Если бы, как предполагалось, ей удалось нагрянуть к моей бабке внезапно, переговоры с Могиларовым прекратились бы раз и навсегда, поскольку сваха не в силах была бы закрыть глаза на то, что увидела. Но Баклажан и на этот раз спас положение. Уж он-то знал своих коллег во всей околии. К тому же опыт подсказывал, что в скором времени следует ожидать лазутчиков из Могиларова. Словом, Баклажан был начеку, и та, из Могиларова, при всей своей хитрости, даже представить не могла, какую ловушку готовит ей наша контрразведка.

Как-то спозаранку Гочо Баклажан прибежал к нашим и еще с порога прокричал:

— Дядя Иван, тетушка Неда! Из Могиларова подослали Каракачанку. Так что держите ухо востро, но… будто вы ни сном, ни духом!..

Осторожность требовала, чтобы он тут же испарился, даже не пригубив обычной своей чарки. Дед и бабка ужас как встревожились, но тревога эта была радостной. Из Могиларова подавали знак, что готовы вести переговоры, если их посланец принесет добрые вести.

Первое, что нужно было сделать, это, естественно, прибрать в доме. Дед мой и папаша принялись расчищать снег перед домом, а бабка — подметать. Она знала, что дело это не из легких, и все же масштабы его потрясли ее. Трое соплячишек, которых она мобилизовала себе на подмогу, перетаскали на помойку семь ведер мусора. Затем, подмазав полы коровяком и выколотив циновки, она налила в корыто горячей воды и позвала деда, чтобы вымыть ему голову. Обычно дед мыл голову только от пасхи до пасхи, перед тем, как отправиться в церковь, но сейчас исключительные обстоятельства вынудили его отступить от заведенного порядка и упасть на четвереньки перед корытом. Бабка натерла его плешивое темя здоровым и твердым, словно кирпич, куском мыла, сполоснула двумя кружками воды и насухо вытерла. Глянув затем на деда, она с трудом его узнала: дед настолько преобразился, что, ежели бы надеть ему еще белую рубашку да повязать галстук, легко сошел бы за податного, а то и за околийского начальника. Кого уговорами, а кого боем, поскольку все они испытывали ужас при виде воды, заставили пройти через корыто и троих соплячишек. Как только волосенки их просохли, бабка сунула каждому по ломтю хлеба и выставила на улицу — чтоб не топтались по чистому полу! Папаша мой не рискнул приблизиться к корыту. Видно, опасался, как бы не утонуть в канун столь значительного события в своей жизни, а потому предпочел скрыться где-то во дворе. Для него достаточно было протереть руки снегом и вытереть о рукава антерии. Короче говоря, посещение свахи произвело подлинную революцию в домашней гигиене дедова семейства.

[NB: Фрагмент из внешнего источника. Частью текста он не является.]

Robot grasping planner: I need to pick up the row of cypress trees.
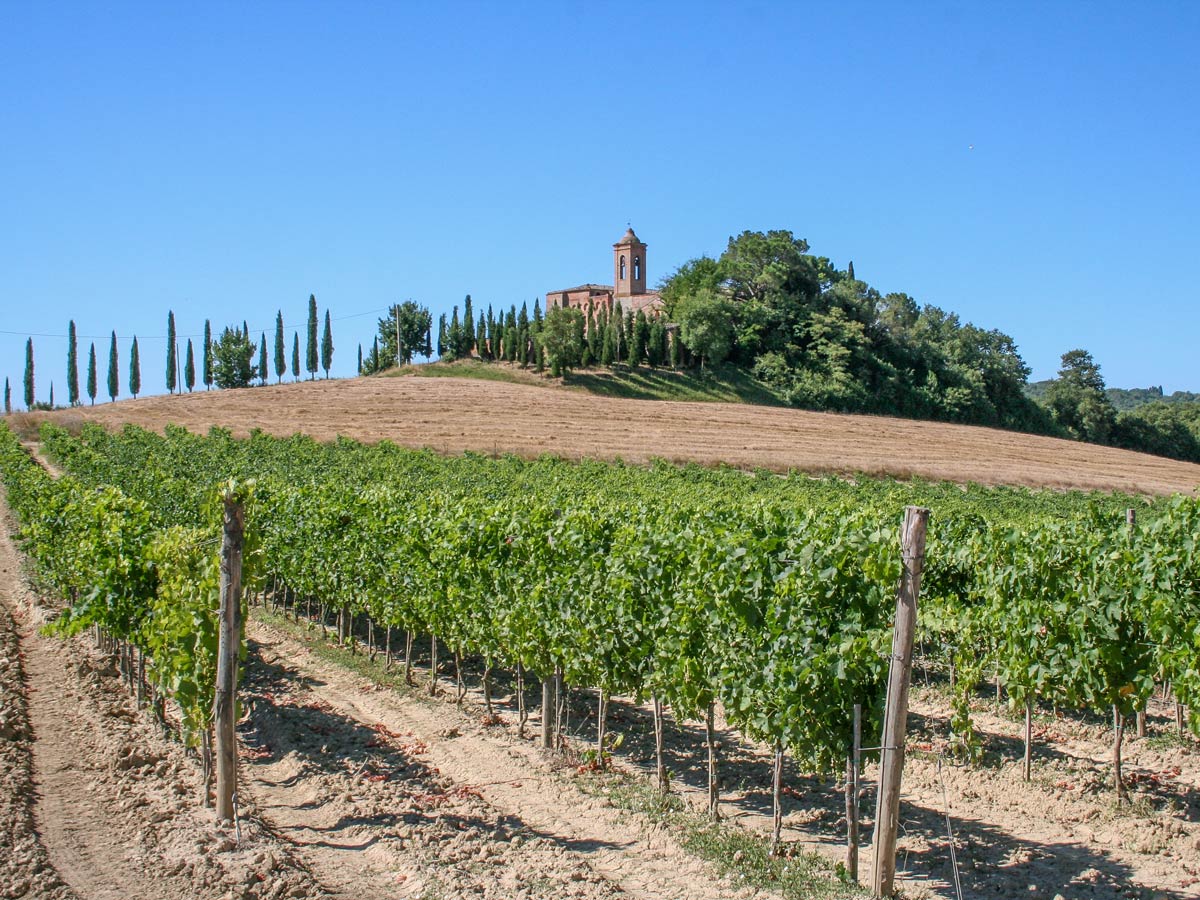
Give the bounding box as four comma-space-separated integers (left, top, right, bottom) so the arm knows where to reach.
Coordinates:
4, 294, 334, 413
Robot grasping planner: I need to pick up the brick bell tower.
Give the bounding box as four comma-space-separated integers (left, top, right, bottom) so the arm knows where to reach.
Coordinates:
612, 227, 646, 296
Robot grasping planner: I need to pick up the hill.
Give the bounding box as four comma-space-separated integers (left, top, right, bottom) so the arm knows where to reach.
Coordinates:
16, 377, 1200, 494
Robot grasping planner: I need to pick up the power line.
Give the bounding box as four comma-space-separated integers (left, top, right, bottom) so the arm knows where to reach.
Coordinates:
0, 306, 391, 341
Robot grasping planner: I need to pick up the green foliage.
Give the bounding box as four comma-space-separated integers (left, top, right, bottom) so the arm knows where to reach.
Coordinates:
167, 310, 176, 394
321, 310, 334, 378
674, 288, 733, 365
538, 306, 584, 377
184, 337, 196, 394
25, 337, 34, 409
212, 326, 258, 388
130, 335, 142, 400
108, 331, 121, 401
67, 319, 79, 407
88, 344, 96, 406
273, 310, 288, 384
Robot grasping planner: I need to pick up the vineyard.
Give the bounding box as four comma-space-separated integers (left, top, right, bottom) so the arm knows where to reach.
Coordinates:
0, 425, 1200, 895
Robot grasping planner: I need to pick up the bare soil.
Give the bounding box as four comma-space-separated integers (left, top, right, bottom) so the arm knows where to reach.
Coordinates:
23, 377, 1200, 494
252, 614, 1200, 900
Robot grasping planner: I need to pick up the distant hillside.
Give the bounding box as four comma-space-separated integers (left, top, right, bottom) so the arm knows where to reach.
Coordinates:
1025, 378, 1200, 413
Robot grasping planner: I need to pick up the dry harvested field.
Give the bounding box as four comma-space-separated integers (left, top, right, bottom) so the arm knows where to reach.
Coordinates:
28, 377, 1200, 494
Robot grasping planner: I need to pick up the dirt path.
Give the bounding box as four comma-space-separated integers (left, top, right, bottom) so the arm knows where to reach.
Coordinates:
247, 616, 755, 900
0, 493, 320, 900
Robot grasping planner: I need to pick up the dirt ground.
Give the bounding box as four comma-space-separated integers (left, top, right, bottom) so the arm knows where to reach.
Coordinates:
16, 377, 1200, 494
260, 623, 1200, 900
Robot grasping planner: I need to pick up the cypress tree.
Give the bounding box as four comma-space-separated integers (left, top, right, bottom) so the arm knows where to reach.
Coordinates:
305, 294, 317, 379
167, 310, 175, 394
25, 337, 34, 409
200, 319, 212, 391
108, 331, 121, 402
184, 337, 196, 394
275, 310, 288, 384
320, 310, 334, 379
462, 294, 475, 356
646, 316, 667, 368
130, 335, 142, 400
475, 313, 492, 359
446, 305, 463, 359
88, 343, 96, 406
612, 304, 629, 362
67, 319, 79, 407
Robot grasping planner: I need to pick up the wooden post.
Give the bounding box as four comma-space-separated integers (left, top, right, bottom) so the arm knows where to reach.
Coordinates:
1022, 697, 1033, 781
871, 506, 929, 896
846, 703, 863, 884
212, 492, 245, 820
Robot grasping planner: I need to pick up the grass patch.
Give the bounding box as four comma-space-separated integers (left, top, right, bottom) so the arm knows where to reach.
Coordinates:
258, 606, 870, 900
383, 359, 787, 406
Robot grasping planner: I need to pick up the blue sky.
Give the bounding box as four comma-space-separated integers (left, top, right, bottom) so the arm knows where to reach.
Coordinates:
0, 2, 1200, 404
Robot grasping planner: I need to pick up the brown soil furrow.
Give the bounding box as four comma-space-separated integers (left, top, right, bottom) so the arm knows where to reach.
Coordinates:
25, 377, 1200, 494
247, 622, 734, 900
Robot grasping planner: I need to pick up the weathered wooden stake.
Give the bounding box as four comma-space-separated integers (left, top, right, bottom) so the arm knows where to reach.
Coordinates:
846, 703, 863, 884
871, 506, 929, 896
212, 492, 245, 820
1022, 697, 1033, 781
704, 700, 721, 822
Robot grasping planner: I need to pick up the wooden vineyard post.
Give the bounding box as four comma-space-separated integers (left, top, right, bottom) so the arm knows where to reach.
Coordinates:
212, 491, 245, 820
871, 506, 929, 896
846, 703, 863, 884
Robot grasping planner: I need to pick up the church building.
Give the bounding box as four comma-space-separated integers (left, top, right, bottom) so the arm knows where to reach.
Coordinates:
546, 227, 662, 317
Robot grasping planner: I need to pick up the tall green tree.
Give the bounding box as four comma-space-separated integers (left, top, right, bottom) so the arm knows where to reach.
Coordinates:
305, 294, 318, 380
167, 310, 178, 394
130, 335, 142, 400
320, 310, 334, 379
184, 337, 196, 394
540, 306, 583, 378
275, 310, 288, 384
212, 325, 258, 389
67, 319, 79, 407
88, 343, 97, 406
25, 337, 34, 409
674, 288, 733, 366
200, 319, 212, 390
1045, 349, 1117, 444
108, 331, 121, 402
462, 294, 475, 356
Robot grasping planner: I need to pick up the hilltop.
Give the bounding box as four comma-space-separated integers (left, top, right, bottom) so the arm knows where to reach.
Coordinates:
24, 377, 1200, 494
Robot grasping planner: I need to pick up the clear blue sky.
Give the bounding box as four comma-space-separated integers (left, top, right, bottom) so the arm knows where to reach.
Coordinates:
0, 1, 1200, 406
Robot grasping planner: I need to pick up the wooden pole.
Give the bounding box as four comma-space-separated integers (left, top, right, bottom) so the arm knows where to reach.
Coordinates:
871, 506, 929, 896
846, 703, 863, 884
212, 492, 245, 820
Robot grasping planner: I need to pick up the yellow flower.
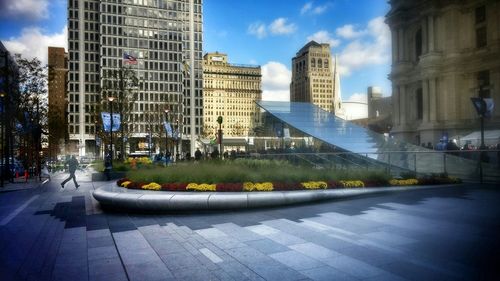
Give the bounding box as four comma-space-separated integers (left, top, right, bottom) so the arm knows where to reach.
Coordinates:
142, 182, 161, 190
243, 182, 274, 191
243, 182, 255, 191
389, 179, 418, 185
301, 181, 328, 189
121, 181, 131, 187
254, 182, 273, 191
339, 180, 365, 188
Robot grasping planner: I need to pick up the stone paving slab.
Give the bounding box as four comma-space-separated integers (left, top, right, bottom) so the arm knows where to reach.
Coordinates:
0, 175, 500, 281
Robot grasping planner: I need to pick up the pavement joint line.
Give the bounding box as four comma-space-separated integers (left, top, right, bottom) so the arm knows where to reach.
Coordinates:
0, 195, 40, 226
199, 248, 223, 263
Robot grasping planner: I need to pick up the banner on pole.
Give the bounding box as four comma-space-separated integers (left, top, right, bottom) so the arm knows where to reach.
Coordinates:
163, 121, 172, 138
101, 112, 121, 133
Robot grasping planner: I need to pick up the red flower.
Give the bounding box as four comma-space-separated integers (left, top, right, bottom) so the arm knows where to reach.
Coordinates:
326, 181, 342, 189
116, 178, 131, 186
215, 183, 243, 192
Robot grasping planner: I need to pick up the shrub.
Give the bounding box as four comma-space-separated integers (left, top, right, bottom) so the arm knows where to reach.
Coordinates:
301, 181, 328, 189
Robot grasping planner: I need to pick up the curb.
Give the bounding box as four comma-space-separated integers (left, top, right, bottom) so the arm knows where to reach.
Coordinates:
92, 182, 456, 211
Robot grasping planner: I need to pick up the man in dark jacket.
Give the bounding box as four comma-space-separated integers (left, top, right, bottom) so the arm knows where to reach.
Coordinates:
194, 148, 201, 161
61, 155, 80, 189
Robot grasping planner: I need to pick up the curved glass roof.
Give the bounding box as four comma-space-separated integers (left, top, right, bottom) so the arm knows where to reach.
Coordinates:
257, 101, 482, 175
257, 101, 404, 153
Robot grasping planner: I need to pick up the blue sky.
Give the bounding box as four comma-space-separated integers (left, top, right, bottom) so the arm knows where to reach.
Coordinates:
0, 0, 391, 103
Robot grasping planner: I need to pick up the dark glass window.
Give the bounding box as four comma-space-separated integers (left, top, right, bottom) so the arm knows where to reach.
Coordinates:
417, 88, 424, 120
476, 26, 488, 48
415, 29, 422, 61
477, 70, 490, 98
476, 6, 486, 23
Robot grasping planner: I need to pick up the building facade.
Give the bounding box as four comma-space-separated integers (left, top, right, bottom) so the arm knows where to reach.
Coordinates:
386, 0, 500, 145
48, 47, 68, 159
68, 0, 203, 155
290, 41, 343, 117
0, 41, 22, 178
203, 52, 262, 137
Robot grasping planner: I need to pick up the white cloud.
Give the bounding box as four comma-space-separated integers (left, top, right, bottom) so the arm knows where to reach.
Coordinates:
311, 4, 330, 15
269, 18, 297, 34
347, 93, 368, 103
335, 24, 366, 39
0, 0, 49, 20
4, 26, 68, 64
248, 18, 297, 39
300, 2, 312, 15
262, 61, 292, 101
300, 2, 331, 15
248, 22, 267, 39
307, 30, 340, 48
339, 17, 391, 76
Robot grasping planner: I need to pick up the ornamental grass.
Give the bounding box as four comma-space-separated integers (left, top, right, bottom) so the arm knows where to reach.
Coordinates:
127, 159, 390, 186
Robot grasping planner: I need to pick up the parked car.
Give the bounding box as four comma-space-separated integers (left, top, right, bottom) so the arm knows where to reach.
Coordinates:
0, 160, 24, 177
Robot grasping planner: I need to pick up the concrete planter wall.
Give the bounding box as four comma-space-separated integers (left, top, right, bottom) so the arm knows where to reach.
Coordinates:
93, 183, 456, 211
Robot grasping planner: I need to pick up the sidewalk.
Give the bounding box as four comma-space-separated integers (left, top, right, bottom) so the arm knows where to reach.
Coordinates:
0, 177, 48, 192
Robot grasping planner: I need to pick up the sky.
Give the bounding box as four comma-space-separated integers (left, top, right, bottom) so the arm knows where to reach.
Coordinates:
0, 0, 391, 104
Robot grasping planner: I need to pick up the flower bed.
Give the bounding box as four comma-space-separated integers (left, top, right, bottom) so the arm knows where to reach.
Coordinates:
116, 175, 461, 192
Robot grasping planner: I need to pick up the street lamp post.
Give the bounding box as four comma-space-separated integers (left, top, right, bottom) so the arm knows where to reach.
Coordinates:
164, 109, 169, 156
471, 97, 487, 184
0, 92, 3, 187
108, 97, 115, 167
175, 117, 181, 161
217, 116, 222, 159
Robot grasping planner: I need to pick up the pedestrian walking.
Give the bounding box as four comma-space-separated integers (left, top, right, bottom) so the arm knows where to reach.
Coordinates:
61, 155, 80, 189
194, 148, 201, 161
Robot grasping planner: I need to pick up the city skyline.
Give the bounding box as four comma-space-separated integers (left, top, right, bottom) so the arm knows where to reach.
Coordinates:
0, 0, 391, 101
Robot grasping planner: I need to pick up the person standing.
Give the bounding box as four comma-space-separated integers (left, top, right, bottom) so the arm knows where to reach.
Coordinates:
61, 155, 80, 189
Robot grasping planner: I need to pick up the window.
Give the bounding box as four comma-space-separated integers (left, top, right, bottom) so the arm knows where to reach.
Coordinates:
476, 6, 488, 48
476, 26, 487, 48
415, 28, 422, 61
477, 70, 491, 98
417, 88, 424, 120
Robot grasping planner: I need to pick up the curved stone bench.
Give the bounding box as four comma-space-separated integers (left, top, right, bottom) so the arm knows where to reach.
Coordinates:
93, 182, 456, 210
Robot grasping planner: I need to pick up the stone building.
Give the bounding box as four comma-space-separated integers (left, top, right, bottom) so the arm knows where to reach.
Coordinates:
203, 52, 262, 138
48, 47, 68, 159
290, 41, 343, 116
386, 0, 500, 144
68, 0, 203, 156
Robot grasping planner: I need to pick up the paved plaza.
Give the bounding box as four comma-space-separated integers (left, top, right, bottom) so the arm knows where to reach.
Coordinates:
0, 172, 500, 281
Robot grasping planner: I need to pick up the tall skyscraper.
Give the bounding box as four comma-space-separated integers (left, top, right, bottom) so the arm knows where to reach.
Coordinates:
68, 0, 203, 155
203, 53, 262, 137
290, 41, 343, 116
48, 47, 68, 158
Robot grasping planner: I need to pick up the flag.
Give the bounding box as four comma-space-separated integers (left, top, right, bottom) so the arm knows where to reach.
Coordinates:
181, 60, 191, 75
123, 53, 137, 64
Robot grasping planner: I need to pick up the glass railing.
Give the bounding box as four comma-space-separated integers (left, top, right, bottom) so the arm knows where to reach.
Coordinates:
234, 150, 500, 182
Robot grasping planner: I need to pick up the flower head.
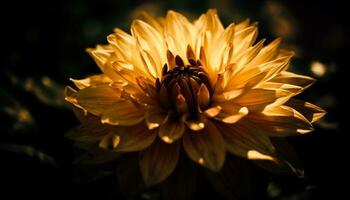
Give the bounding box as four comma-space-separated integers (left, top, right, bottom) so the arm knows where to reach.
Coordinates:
66, 10, 325, 185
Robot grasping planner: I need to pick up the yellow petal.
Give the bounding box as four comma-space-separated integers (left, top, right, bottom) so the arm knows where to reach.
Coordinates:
140, 140, 180, 186
183, 121, 225, 171
233, 88, 291, 111
203, 106, 222, 117
270, 71, 316, 89
76, 85, 121, 115
99, 132, 120, 150
158, 113, 185, 143
70, 74, 112, 89
247, 106, 313, 136
215, 102, 249, 124
197, 83, 210, 109
99, 123, 157, 152
285, 99, 326, 123
101, 100, 144, 126
182, 114, 207, 131
145, 106, 167, 129
217, 120, 275, 160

Теперь деду предстояло серьезное испытание, совсем ничтожное, впрочем, по сравнению с мытьем головы: надо было зарезать курицу. Целый час понадобился, пока кукурузными зернами удалось ему заманить этих глупых птиц в хлев. Захлопнув двери, он принялся в темноте ловить их. Поймал одну, пощупал — показалась слишком жирной, выпустил ее наружу. Поймал вторую, третью, четвертую… Под яслями добрался наконец до последней. И надо же — эта оказалась самой жирной! Но уж делать было нечего, скрепя сердце вынес ее во двор, зажмурился и отсек ей голову. Курица перекувырнулась в снегу несколько раз, окровавила его и отдала богу душу. Дед, сжимая в ладони еще теплую головку, подумал, что никогда не простит себе такой роскоши.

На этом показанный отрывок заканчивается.